[gptalk] Re: Setting program access on TS using GP
- From: "Kevin Gay" <kevin.gay@xxxxxxxxx>
- To: <gptalk@xxxxxxxxxxxxx>
- Date: Wed, 25 Jun 2008 11:47:59 -0500
I've found a way to actually hide applications (such as from the
programs menu or desktop) with just group policy. What I've done in the
past for some select applications is use a vb script in conjunction with
software restriction policies. i.e. a logon script that checks if the
user logging in is a member of a security group that grants access to
Visio. If they are, have the script create a shortcut in the programs
menu and where ever else. And with the Software Restriction Policies
(SRP) grant access to the visio.exe. Otherwise if they're not then
delete the visio shortcut and SRP will take care of the access. But this
setup can take quite some time to set up with the scripting portion, but
once it's set it works.
If anyone knows how to hide applications with group policy and no
scripts.. do share.
From: gptalk-bounce@xxxxxxxxxxxxx [mailto:gptalk-bounce@xxxxxxxxxxxxx]
On Behalf Of Savanah Garrison
Sent: Wednesday, June 25, 2008 11:12 AM
To: gptalk@xxxxxxxxxxxxx
Subject: [gptalk] Re: Setting program access on TS using GP
I just want some programs to not be visible to some users on my TS. Is
GP the best way to accomplish that?
________________________________
From: Nelson, Jamie [mailto:Jamie.Nelson@xxxxxxx]
Sent: Wednesday, June 25, 2008 10:09 AM
To: gptalk@xxxxxxxxxxxxx
Subject: [gptalk] Re: Setting program access on TS using GP
Well, it depends on what your definition of "set access" is. If you want
to prevent them from being executed you could look at Software
Restriction Policy, but be careful in your approach. If those
applications are policy aware (meaning they look in the two "policy"
areas of the registry), the company that made them may already have ADM
templates to control some settings. Otherwise, you'll can take one of
two approaches:
1. create a custom ADM for any registry controlled settings and
"tattoo" them (meaning they won't undo themselves after a machine falls
out of scope). This is the classic way most of us are used to OR
2. Use the new Group Policy Preference (GPP) extensions to
populate the registry settings. This approach would be more similar to
the way a group policy setting behaves in that you can tell GPP to
remove the setting when a machine falls out of scope.
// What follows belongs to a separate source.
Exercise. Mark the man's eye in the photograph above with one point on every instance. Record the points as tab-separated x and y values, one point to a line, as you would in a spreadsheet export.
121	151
As far as Office is concerned, there are already Microsoft-provided ADM
templates that are part of the Resource Kits for each Office version,
which will allow you to control just about anything you can imagine. You
can download them from the Office downloads area.
Hope that helps a little.
Jamie Nelson | Infrastructure Consultant | BI&T Operations | Devon
Energy | Work: 405.552.8054 | http://www.dvn.com <http://www.dvn.com/>
From: gptalk-bounce@xxxxxxxxxxxxx [mailto:gptalk-bounce@xxxxxxxxxxxxx]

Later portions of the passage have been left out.